For instance, for \(f(x, y) = \sin(xy)\), you first find the partial derivative with respect to \(x\), then take the derivative of that result with respect to \(y\), and vice versa.
For instance, for \(f(x, y) = \sin(xy)\), you first find the partial derivative with respect to \(x\), then take the derivative of that result with respect to \(y\), and vice versa.
- Mixed partial derivatives, such as \(\frac{\partial^2 f}{\partial x \partial y}\) and \(\frac{\partial^2 f}{\partial y \partial x}\), often end up being equal due to the Clairaut's theorem on equality of mixed partials.
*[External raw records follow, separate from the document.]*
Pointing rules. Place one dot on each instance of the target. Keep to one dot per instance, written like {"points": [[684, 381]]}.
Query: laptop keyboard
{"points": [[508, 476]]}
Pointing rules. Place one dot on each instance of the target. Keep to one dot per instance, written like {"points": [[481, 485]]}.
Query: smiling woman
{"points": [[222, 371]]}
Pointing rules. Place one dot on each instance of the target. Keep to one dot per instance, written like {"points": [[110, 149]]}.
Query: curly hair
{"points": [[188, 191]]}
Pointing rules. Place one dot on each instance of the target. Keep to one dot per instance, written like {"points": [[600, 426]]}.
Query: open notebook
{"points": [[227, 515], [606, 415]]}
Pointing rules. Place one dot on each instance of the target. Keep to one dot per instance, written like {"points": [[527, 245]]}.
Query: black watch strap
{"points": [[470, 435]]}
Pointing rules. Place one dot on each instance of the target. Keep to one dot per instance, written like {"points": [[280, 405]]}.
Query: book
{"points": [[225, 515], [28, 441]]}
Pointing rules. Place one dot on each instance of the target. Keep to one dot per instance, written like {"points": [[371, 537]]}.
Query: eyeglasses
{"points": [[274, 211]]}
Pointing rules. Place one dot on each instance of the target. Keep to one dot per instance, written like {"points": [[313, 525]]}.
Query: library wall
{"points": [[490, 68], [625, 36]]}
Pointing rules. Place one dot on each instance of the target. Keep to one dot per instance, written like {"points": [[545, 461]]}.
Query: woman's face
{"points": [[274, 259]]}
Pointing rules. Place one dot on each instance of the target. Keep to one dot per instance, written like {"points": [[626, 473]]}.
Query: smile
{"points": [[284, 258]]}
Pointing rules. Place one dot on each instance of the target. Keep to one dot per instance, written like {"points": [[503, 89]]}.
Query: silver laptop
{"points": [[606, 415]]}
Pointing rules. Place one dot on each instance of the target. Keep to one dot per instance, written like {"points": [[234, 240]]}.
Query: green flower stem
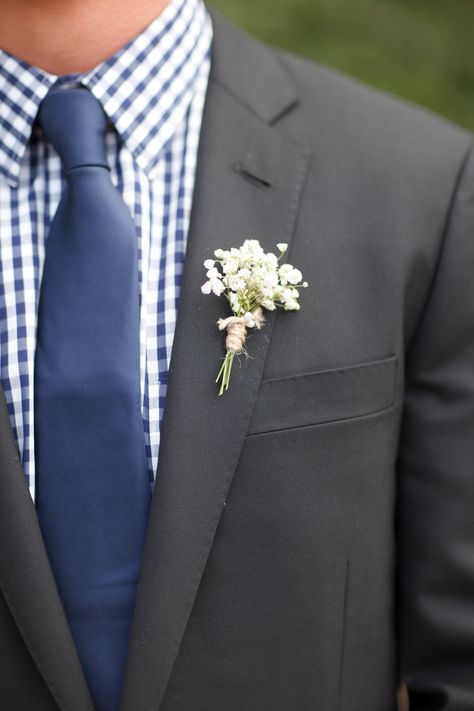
{"points": [[225, 370]]}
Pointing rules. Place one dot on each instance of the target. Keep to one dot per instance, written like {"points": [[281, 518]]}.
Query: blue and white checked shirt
{"points": [[153, 92]]}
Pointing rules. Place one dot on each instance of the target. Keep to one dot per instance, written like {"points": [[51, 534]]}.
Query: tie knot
{"points": [[74, 122]]}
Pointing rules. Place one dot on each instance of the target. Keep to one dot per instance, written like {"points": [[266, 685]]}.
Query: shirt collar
{"points": [[145, 88]]}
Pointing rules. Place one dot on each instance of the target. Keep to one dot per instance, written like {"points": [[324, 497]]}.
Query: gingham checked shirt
{"points": [[153, 92]]}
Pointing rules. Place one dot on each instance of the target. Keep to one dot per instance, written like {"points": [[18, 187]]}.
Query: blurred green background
{"points": [[422, 50]]}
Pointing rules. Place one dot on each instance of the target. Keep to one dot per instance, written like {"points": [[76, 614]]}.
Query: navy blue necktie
{"points": [[93, 490]]}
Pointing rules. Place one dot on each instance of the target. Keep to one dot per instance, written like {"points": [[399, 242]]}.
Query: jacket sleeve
{"points": [[435, 523]]}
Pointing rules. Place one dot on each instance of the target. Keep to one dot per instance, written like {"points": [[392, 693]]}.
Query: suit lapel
{"points": [[202, 434], [27, 582]]}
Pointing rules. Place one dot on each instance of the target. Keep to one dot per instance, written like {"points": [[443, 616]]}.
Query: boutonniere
{"points": [[251, 280]]}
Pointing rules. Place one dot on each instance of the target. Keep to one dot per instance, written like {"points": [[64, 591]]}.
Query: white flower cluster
{"points": [[249, 277]]}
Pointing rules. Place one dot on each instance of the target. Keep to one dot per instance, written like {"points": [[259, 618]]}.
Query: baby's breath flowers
{"points": [[251, 280]]}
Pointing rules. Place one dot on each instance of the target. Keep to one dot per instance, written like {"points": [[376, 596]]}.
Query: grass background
{"points": [[422, 50]]}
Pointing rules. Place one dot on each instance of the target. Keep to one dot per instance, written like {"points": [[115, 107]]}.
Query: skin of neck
{"points": [[69, 36]]}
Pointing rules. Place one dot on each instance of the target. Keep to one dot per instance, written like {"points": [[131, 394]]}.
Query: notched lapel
{"points": [[28, 585], [202, 433]]}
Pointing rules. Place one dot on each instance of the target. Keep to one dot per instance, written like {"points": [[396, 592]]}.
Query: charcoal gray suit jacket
{"points": [[311, 538]]}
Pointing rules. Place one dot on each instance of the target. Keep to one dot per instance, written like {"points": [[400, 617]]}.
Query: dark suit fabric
{"points": [[311, 539]]}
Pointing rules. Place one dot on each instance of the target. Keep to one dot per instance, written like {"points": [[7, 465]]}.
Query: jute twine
{"points": [[237, 330]]}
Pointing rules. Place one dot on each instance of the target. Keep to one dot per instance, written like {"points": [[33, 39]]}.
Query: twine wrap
{"points": [[236, 327]]}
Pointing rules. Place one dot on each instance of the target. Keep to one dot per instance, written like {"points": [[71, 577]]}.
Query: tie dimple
{"points": [[74, 122]]}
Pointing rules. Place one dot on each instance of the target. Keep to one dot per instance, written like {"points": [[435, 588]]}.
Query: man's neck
{"points": [[69, 36]]}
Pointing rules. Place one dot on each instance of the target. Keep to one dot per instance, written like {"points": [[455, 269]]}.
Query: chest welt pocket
{"points": [[324, 396]]}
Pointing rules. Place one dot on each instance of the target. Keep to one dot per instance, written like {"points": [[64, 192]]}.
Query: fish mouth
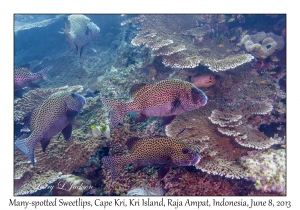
{"points": [[195, 160], [203, 100]]}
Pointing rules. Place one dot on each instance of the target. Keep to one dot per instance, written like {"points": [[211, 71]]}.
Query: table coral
{"points": [[219, 154], [261, 45], [267, 169], [185, 41], [233, 121]]}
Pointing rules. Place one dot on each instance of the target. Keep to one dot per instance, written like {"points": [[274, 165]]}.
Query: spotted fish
{"points": [[167, 98], [158, 151], [23, 77], [55, 114], [79, 31], [205, 80]]}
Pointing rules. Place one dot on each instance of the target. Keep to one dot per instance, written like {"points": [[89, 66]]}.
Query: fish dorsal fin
{"points": [[67, 24], [45, 142], [67, 131], [131, 142], [135, 88], [25, 66]]}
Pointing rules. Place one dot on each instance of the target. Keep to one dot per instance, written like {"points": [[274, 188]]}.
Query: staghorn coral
{"points": [[267, 169], [34, 98], [185, 43], [233, 121], [269, 43], [61, 157], [218, 153]]}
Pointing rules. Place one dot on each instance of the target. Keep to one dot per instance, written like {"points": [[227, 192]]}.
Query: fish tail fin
{"points": [[42, 73], [117, 110], [26, 148], [70, 40], [116, 164]]}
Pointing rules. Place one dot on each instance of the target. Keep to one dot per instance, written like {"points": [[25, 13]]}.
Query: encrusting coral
{"points": [[233, 121], [269, 44], [185, 43]]}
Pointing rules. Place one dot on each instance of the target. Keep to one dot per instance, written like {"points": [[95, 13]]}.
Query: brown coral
{"points": [[219, 154], [233, 121], [181, 40], [269, 43]]}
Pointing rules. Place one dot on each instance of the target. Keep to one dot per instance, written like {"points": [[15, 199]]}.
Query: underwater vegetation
{"points": [[173, 104]]}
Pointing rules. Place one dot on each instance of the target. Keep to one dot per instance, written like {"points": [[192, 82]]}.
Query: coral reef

This theorem holds valid when the derivatives are continuous.
Trigonometric Functions
Trigonometric functions such as sine, cosine, and tangent are fundamental in calculus, especially when combined with functions of more than one variable. Here, the function \(f(x, y) = \sin(xy)\) is a beautiful example of how trigonometric functions integrate with multivariable calculus.
- The derivative of \(\sin(u)\) is \(\cos(u)\), which plays directly into how partial derivatives are calculated with functions involving sine and cosine.
- Understanding trigonometric identities can deeply aid in simplifying complex trigonometric expressions after differentiation.
Derivative Rules
In calculus, derivative rules are guidelines that help us find derivatives systematically. For functions like \(f(x, y) = \sin(xy)\) involving products and compositions, knowing these rules is very beneficial.
- The Chain Rule comes in handy when dealing with composite functions, as in \(\sin(xy)\). It states that the derivative of a function \(\sin(u)\) is \(\cos(u) \cdot \frac{du}{dx}\).
- The Product Rule is valuable when differentiating products of functions, like \(x \cdot \cos(xy)\).